I’m recently back from Austin, where I spoke at the annual meeting of the Texas Library Association. My topic was America’s War On Sex, Libraries, & Librarians. I’m pleased to say I was warmly received.
And I sure learned plenty from them—some of it heartening, some of it scary. And some of what they said was sadly familiar. Just a few notes:
* A small number of people can cause a lot of trouble.
In almost every community, some people feel terrified that people—young or otherwise—are being exposed to immoral, inappropriate, unpatriotic, or dangerous material in the library. One might argue that that’s exactly when a library is doing its job, but of course not everyone agrees with that mission statement.
Thirty years ago, educator Sol Gordon said that “it only takes four people to disrupt a school board meeting, and only five to take over a school board.” It turns out the same is true of library boards.
Most librarians reported that without active, vocal boards, their library would be reduced to a half-dozen cookbooks.
* Every library offers the public computers.
And that means dealing with questions of “access”: who can watch? What can people view? How much protection do other patrons need?
Different libraries deal with this “security problem” differently. Some are highly protective of adult patrons’ rights to watch undisturbed. But other librarians told me of security cameras aimed squarely at computer users; to facilitate the photography, one library forbids hats. Some libraries keep records of who looks at what sites, which I’m certain is what libraries and internet cafes in Iran do.
When I asked about the urban legend—thousands of masturbators spending hundreds of hours watching porn on library computers—only two librarians in a room of 200 said they’d seen someone watch porn. And both said it was an old, lonely guy who genuinely hadn’t realized he was being rude.

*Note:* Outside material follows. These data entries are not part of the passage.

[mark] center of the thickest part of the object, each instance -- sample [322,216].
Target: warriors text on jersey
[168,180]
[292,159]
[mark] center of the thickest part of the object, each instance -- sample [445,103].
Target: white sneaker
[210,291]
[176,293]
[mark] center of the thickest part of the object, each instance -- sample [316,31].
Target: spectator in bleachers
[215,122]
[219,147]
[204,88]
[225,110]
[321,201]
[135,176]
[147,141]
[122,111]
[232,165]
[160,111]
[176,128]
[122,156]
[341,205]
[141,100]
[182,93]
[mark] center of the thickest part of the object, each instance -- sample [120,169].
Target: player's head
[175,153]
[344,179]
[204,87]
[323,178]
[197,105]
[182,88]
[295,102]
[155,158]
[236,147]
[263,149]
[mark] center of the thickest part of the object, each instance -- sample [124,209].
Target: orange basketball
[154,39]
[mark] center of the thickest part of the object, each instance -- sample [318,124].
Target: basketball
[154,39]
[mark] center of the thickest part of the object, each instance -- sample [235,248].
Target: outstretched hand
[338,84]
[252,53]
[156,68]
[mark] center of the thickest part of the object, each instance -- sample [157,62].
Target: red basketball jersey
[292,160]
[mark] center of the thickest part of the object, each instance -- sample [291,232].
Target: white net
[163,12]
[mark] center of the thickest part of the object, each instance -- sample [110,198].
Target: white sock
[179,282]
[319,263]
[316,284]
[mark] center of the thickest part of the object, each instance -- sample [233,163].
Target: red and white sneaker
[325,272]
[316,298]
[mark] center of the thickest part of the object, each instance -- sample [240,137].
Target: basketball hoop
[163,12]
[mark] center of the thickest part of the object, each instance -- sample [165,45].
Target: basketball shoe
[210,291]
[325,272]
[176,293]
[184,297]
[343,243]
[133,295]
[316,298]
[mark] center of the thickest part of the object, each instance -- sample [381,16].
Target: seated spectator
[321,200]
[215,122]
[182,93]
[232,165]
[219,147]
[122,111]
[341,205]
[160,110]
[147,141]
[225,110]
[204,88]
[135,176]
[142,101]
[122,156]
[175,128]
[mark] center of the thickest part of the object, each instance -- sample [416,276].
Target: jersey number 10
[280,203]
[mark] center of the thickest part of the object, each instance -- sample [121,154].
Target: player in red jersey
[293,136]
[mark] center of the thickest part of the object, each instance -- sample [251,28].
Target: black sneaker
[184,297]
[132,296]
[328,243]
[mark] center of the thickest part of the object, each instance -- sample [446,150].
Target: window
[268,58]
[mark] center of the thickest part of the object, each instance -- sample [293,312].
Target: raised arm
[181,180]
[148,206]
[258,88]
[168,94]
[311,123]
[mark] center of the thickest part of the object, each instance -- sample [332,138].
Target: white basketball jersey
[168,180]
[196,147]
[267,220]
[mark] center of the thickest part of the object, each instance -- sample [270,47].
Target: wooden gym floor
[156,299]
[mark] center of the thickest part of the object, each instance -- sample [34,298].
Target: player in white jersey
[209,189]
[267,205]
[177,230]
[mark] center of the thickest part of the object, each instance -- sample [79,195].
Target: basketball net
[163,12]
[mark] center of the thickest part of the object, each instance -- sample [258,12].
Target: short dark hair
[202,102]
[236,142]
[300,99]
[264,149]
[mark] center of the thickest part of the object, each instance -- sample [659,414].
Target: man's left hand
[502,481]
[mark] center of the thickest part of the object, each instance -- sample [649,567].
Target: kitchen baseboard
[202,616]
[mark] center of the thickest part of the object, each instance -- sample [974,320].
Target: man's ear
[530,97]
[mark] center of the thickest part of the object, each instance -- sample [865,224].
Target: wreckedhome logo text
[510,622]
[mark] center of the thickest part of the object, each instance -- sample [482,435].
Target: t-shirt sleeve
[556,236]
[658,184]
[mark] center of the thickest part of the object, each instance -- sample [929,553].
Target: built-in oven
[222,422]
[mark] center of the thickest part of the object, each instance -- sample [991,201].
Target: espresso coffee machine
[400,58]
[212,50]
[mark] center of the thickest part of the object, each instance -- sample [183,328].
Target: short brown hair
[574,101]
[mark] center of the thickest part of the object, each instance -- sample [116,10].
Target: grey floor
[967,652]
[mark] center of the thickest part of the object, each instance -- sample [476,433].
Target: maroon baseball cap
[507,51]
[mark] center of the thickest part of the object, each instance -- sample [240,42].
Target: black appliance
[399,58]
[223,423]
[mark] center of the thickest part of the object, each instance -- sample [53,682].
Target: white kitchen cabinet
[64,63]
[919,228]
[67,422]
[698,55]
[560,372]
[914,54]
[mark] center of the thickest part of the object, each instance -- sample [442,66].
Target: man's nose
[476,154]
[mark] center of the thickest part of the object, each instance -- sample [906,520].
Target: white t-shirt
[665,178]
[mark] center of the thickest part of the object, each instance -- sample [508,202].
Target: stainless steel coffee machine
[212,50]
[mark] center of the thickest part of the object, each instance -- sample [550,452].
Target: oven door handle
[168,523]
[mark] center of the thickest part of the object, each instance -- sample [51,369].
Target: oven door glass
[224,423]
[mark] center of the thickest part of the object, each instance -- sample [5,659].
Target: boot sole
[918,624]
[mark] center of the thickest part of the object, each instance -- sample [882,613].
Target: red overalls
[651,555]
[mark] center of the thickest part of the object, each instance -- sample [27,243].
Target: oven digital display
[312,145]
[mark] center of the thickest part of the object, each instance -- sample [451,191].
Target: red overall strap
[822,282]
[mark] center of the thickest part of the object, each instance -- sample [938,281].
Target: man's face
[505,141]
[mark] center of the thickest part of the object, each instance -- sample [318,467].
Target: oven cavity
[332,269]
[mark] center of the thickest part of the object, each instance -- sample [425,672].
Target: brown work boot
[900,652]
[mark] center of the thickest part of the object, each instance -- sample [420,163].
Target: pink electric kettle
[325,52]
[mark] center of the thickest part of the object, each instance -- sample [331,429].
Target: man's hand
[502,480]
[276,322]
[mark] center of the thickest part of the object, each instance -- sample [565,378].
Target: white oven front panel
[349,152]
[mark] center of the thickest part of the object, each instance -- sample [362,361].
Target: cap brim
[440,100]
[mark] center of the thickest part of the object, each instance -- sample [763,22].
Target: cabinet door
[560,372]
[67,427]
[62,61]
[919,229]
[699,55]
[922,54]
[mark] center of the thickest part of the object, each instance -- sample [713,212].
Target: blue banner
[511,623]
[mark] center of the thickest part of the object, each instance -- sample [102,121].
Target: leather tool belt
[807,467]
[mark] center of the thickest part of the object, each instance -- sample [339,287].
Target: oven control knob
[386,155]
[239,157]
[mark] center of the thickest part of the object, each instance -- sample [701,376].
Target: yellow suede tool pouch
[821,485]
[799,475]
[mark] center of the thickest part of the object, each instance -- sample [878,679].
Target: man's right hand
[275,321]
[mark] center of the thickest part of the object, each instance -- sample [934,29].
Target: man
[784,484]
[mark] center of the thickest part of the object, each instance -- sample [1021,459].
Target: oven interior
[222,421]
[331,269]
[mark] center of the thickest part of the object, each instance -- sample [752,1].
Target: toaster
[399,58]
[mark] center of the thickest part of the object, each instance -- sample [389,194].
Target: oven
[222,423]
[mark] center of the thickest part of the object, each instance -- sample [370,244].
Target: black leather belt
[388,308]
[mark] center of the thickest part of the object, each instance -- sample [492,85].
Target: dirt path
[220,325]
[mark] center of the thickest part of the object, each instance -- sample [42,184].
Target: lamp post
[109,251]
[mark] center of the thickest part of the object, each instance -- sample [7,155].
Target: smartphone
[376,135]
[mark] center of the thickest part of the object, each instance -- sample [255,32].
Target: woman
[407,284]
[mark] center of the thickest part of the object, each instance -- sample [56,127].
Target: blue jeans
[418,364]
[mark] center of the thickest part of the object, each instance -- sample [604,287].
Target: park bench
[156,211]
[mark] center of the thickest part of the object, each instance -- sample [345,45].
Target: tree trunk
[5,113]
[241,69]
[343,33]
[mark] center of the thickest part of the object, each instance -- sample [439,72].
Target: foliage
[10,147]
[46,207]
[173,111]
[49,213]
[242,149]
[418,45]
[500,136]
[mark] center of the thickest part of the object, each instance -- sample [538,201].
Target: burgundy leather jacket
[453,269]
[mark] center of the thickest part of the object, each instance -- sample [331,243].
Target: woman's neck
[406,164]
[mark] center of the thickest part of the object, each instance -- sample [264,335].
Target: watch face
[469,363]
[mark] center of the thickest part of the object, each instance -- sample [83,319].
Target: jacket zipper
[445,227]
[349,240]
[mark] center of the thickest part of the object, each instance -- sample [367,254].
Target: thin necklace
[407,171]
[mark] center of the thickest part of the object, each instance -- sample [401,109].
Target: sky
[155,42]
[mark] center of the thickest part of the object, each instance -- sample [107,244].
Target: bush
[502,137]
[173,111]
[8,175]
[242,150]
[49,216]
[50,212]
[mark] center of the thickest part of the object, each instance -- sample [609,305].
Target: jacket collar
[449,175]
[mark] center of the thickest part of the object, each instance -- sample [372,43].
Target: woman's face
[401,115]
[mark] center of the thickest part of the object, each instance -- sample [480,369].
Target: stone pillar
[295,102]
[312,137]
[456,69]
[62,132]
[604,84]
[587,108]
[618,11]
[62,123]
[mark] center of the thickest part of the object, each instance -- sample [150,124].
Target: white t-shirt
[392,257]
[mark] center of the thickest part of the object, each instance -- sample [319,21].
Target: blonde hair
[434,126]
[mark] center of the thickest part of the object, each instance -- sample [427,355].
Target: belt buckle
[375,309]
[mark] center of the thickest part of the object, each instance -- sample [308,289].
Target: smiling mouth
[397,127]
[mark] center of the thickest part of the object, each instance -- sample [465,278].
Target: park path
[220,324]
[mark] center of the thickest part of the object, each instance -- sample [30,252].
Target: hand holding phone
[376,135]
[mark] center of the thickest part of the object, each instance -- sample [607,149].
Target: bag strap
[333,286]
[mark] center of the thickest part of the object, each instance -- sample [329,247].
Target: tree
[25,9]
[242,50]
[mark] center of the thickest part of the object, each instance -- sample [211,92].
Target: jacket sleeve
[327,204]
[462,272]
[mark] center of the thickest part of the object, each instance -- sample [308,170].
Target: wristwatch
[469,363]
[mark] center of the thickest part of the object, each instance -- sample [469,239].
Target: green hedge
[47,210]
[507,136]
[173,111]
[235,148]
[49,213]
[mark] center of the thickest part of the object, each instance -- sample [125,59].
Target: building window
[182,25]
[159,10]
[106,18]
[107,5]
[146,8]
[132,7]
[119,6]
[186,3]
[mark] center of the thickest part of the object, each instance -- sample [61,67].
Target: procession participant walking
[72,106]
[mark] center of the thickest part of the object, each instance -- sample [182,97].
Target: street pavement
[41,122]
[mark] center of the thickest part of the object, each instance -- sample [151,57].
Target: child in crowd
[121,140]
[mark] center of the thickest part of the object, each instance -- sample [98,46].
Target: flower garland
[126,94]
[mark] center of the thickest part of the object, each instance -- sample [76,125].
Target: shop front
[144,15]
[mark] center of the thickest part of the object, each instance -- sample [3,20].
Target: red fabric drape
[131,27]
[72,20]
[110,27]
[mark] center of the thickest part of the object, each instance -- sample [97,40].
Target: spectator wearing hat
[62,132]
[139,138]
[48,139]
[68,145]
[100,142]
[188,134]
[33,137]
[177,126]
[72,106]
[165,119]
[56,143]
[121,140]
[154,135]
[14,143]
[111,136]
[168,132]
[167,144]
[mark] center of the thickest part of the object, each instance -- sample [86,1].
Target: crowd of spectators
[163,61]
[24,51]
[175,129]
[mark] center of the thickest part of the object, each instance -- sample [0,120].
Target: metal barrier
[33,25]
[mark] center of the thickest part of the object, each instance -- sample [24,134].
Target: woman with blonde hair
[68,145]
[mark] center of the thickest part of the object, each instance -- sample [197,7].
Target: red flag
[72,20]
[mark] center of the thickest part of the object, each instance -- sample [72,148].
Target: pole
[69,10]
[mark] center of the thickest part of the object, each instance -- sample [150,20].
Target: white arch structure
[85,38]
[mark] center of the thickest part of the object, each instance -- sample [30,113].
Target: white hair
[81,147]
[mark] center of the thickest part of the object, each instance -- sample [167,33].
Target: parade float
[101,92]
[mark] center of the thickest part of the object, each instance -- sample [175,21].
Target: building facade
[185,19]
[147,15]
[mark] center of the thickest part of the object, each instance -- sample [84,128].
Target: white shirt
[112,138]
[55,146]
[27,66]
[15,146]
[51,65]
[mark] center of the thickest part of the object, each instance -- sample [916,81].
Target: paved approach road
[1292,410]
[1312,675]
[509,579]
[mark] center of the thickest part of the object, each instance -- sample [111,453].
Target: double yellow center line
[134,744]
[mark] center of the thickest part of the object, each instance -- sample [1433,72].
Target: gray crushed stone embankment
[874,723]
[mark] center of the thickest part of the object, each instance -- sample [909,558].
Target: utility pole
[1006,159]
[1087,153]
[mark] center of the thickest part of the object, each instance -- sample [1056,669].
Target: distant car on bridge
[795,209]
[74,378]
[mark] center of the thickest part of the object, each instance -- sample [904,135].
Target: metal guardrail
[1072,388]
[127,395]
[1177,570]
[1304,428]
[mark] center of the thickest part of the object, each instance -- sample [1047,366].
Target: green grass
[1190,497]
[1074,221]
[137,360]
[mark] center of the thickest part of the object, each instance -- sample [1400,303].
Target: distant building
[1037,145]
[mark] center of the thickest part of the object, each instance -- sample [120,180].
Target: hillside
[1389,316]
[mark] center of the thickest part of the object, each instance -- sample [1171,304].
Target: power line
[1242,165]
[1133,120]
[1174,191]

* Even cataloging books turns out to be a political task.
Should a book about teen life go into “young adult” or “adult”? Some parents and religious leaders fear that certain novels will give kids ideas, so they want them put in the “adult” section, which kids can’t easily access. Some librarians cleverly put books about contemporary teen life in “history,” “sociology,” or other sections to enable young people’s access.
* And the taboo stuff?
These librarians were plenty savvy on dealing with censorship. One talked about keeping certain books with sexual information behind his desk, quietly lending them outside the official system. Another librarian has a collection of gay-themed books that she’s been collecting on her own, which she quietly lends out to people from a dozen small towns that don’t even have libraries.
* How’s book banning going?
Most librarians with whom I spoke wearily acknowledged that books were challenged on a regular basis—“and once in a while, someone has actually read a book that they challenge.”
Since 2001, half the challenges are due to either “sexually explicit” material or “offensive language.” The Color Purple and Catcher in the Rye are among the most banned books each year.
Only a few communities hold actual book burnings, none of them last year in Texas.
* Is reading dangerous?
Inevitably we come back to this question. The biggest fear about Guttenberg’s press was that “too many” people would read. The biggest concern about mass paperback printing in Victorian England was that servants would read and get the “wrong ideas.” And today more than ever there’s concern that kids who read about other kids’ difficulties—physical abuse, alcoholic parents, drug use, rape, exploitative divorcing parents—will somehow want to pursue similar horrible lives.
“Urban fiction” is the new term for these books, and they’re being banned with the ferocity that only self-righteous missionaries can muster.
It’s like withholding Black history books from Blacks, or Jewish history from Jews. Minors are a repressed minority—without the dignity or legitimized outrage of any other such group.
* Of course, it wasn’t work every second of the day.
At dinner one evening, someone ordered peach cobbler. I asked two simple questions—“why cobbler?” and “what makes cobbler different than pie or crisp?”—which had everyone scurrying for their smart phones and iPads in pursuit of historical and etymological treasure. Most librarians LOVE research; one said her job was like playing “Trivial Pursuit” every day.
So: Want to be politically active, but don’t want to run for governor or start a new political party? Get appointed to your local library board. Turns out that’s where a lot of American decisions get made.